Ireland Students Rugby Team
- Union: Irish Universities Rugby Union (affiliated to the Irish Rugby Football Union)
- Emblem(s): The Shamrock on the cross of Saint Patrick with white background
- Ground(s): Aviva Stadium
- President: Trevor Ringland (QUB RFC)
- Coach(es): David O'Mahony (UCC RFC)
| 1st kit | 2nd kit |

= Irish Universities Rugby Union =

Representative body for university rugby union in Ireland

The Irish Universities Rugby Union (IURU) is the representative body for University Rugby Union in Ireland. The Union was established in 1904 and currently consists of the following members; University College Dublin RFC, Dublin University FC, Queen's University RFC, University College Cork RFC, NUI Galway R.F.C., Maynoooth University R.F.C., University of Ulster Coleraine RFC, Dublin City University. In addition University of Limerick annually competes in IURU competitions.

The IURU organises and manages the Ireland Students Representative Rugby Team which competes annually. While the Irish Universities & Students sides had played games against other Irish and English representative sides since the 1930s the first game against International opposition was played against the Scottish Universities side in 1954. In the past the predecessor of the Ireland Student side the Irish Combined Universities played against all the major southern hemisphere full international touring sides, e.g. playing and beating the Springboks in 1965 in Thomond Park therefore making them the first Irish side to beat an international touring team. The Combined Universities have also played against Australia in 1968 and New Zealand in 1974. The Combined Universities have toured overseas on 4 occasions, to New Zealand in 1978, to Japan & South Korea in 1987, to South Africa in 1994 and to Australia in 1997.

Uniquely the Combined Universities team players wear their respective universities clubs socks with the green international jersey.

Since the advent of professional rugby, matches against full senior international sides have become a thing of the past, however the Irish Universities Rugby Union has continued to arrange annual international fixtures against other National University and Student sides from England, Scotland, France and Wales and against IRFU developmental sides. The most recent Ireland Student fixture against the English Students was held in April 2017, at the Oxford University playing grounds on Iffley Road. The Irish team ably led by captain Darren Hudson fought out a thrilling 9 try, 36 all draw with the English Students.
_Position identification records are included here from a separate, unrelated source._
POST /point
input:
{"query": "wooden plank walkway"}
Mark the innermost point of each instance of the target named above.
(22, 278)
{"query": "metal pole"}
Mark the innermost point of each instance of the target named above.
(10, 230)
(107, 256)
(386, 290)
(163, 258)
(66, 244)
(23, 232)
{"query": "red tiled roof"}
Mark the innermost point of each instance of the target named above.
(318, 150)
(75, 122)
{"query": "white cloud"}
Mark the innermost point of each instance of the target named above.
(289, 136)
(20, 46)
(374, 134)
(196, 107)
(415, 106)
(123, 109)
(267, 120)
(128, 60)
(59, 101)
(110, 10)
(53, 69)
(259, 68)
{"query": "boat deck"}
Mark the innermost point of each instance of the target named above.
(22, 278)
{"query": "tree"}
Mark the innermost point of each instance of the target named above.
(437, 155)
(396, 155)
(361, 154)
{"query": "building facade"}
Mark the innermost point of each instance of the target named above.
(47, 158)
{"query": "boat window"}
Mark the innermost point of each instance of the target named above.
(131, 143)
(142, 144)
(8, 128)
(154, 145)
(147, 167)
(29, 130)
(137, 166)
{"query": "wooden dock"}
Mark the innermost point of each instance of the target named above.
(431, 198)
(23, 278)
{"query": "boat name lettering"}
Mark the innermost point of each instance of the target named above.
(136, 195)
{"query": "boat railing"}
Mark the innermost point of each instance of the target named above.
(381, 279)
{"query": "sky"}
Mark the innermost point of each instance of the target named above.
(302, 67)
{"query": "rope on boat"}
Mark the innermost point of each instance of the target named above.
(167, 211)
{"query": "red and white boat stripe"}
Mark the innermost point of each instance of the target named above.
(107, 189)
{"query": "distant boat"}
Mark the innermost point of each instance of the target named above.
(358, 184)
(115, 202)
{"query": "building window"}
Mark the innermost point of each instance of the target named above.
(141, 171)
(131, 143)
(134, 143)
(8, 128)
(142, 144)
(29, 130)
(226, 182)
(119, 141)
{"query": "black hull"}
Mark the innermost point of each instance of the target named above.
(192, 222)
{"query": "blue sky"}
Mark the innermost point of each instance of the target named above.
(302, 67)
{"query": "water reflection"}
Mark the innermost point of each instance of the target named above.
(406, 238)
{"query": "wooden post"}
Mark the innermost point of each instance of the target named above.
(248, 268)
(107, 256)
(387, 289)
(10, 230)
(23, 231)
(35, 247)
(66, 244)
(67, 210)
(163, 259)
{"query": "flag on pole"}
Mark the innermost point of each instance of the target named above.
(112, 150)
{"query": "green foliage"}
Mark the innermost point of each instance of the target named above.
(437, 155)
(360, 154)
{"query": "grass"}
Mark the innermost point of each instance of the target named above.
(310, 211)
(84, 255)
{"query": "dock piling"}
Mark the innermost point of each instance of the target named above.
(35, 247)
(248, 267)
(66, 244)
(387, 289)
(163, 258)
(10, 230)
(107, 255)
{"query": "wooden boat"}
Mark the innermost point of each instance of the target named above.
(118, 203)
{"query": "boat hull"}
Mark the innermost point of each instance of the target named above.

2018 saw the Irish Students side see victory against the Scottish Students. The captain, former Munster player Cian Bohane, led the team in Edinburgh to a hard-fought 33–17 win.

The IURU also organizes four domestic tournaments across the full spectrum of performance and participation grades. The following four competitions are held on an annual basis;

The Dudley Cup is the senior grade inter university competition and is named after Lord Dudley, former Viceroy of Ireland who donated the trophy following a visit by King Edward VII to what became UCC in August 1903. The first Dudley Cup final was held in March 1904 with Queen's University Belfast the inaugural winners. The Dudley Cup has been competed for on 75 occasions since and the Roll of Honour is available to view on . The Dudley Cup is played for now among the five senior grade University clubs playing in the Energia AIL, namely University College Dublin, Trinity College Dublin (playing as the Dublin University Football Club), Queen's University Belfast, MU Barnhall RFC and University College Cork. The current holders are University College Cork, who won the cup by defeating Queens University Belfast on 22 March 2025 by 28–29 at the Mardyke in Cork.

The Conroy Cup is the U-20s grade inter-varsity rugby tournament. It was inaugurated in 1988 and it is named in honour of father and son " Judge" Conroy & Paddy Conroy both past Presidents of UCD RFC. The current holders are University College Cork who, led by team captain Dylan Mullan, won their first Conroy Cup trophy in 17 year by defeating Maynooth 5–0 in the 2024–25 final.

The Maughan-Scally Cup is the junior grade inter-varsity rugby tournament. It was inaugurated in 2010 and is named after two stalwarts of UCD RFC and university rugby in Ireland. The Maughan-Scally is considered to be the most social, enjoyable and "old school" of the inter-varsity competitions. The current holders are University of Ulster Coleraine who led by team captain Dave Gilkinson retained the trophy by beating Queen's University in the 2017–2018 final.

The Kay Bowen Trophy is the ladies inter-varsity rugby tournament. It was inaugurated in 2012 and is named after Kay Bowen past President of Dublin University Rugby Club. The competition is played over one day and is hosted in turn by one of the member clubs. This competition is the largest organized by the IURU with over 220 players competing annually. The current holders are Dublin City University who led by team captain Eimear Corri defeated previous holders NUI Galway in the 2017–2018 final.